Generally, maritime grids are born under the trend of maritime transportation electrification, and this trend is irreversible in the future. From the views of electrical engineering, maritime grids are a series of microgrid-scale networks which undertake different maritime tasks. The electrical network serves as the backbone and connects with other networks with different functionalities. This characteristic determines the operation of maritime grids should have plenty of similarities with conventional microgrids, but the maritime tasks involved further make the maritime grids with many distinguishing features. In this sense, it is essential and also very necessary to study this type of special microgrids before they can be implemented in real-world.

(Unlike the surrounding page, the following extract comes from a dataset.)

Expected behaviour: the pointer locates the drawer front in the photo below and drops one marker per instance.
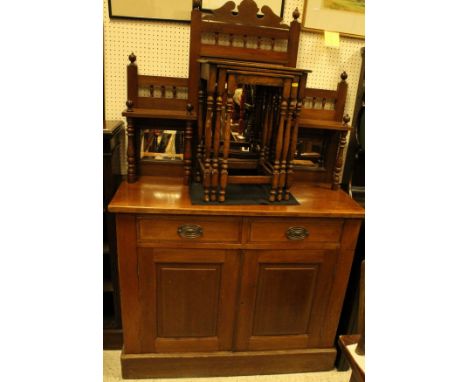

In this book, maritime grids are defined as those networks installed in harbors, ports, ships, ferries, or vessels. A typical maritime grid consists of generation, storage, and critical loads, and can operate either in grid-connected or in islanded modes, and operate under both the constraints of the energy system and maritime transportation system, and formulates as a “maritime multi-energy system”, and the energy management of this special system will shape the energy efficiency improvement of the future maritime transportation system.

In this book, optimization-based energy management methods are comprehensively reviewed and overviewed with plentiful case studies. In Chaps. 1–4, i.e., (1) the introduction for maritime grids, (2) the mathematical basics of optimization; (3) mathematical formulation of management targets and (4) formulation and solution of maritime grid optimization, give illustrative descriptions on the research focus. Then in Chaps. 5–8, four aspects, i.e., (1) energy management under uncertainties, (2) energy storage management, (3) multi-energy management, and (4) multi-source energy management, are discussed. At last, this chapter overviews the future roadmap in four parts, i.e., (1) future maritime grids, (2) data-driven technologies, (3) siting and sizing problems, and (4) energy management. With the above arrangement, the initial research framework of maritime grids has been launched and specific efforts are expected in this field for future development.